Justiceiro a 31 de Outubro de 2009 às 11:06
Como? Partilhar um blogue com gente desconhecida? Situação negativa... Pois é... já sou casado e tudo... E esta gaja não descansou enquanto não se ficasse a saber! Estava com medo que alguém me roubasse (Pela internet, como se isso fosse possível !). Coisa que saí das mentes mesquinhas da gaja... Razão tenho eu quando comento sobre esse bicho esquesito!!
Bem mas eu não quero cá misturas. Eu tenho o meu blogue e ela o dela... MAIS NADA. Já não bastava atura-la em casa e agora também tenho de levar com ela aqui no único cantinho que tenho para ninguém me chatear a broa!!!
Tenho dito (Deus é grande e há de me ajudar.
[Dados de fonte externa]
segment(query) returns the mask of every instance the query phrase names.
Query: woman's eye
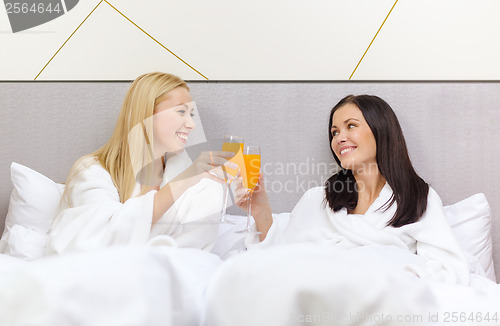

Ele vê o que eu sofro). (isto é deus)

Beijinhos e bom fim de semana

Desbrida a 31 de Outubro de 2009 às 18:17
que risota!! oh que egoísta... ui ui não sei quem atura quem Bem ainda estou a rir com o teu Deus... olha diz a ele para ser generoso comigo este ano!! jits ahhhhh vá lá mete a cunha ao teu Deus por mim!!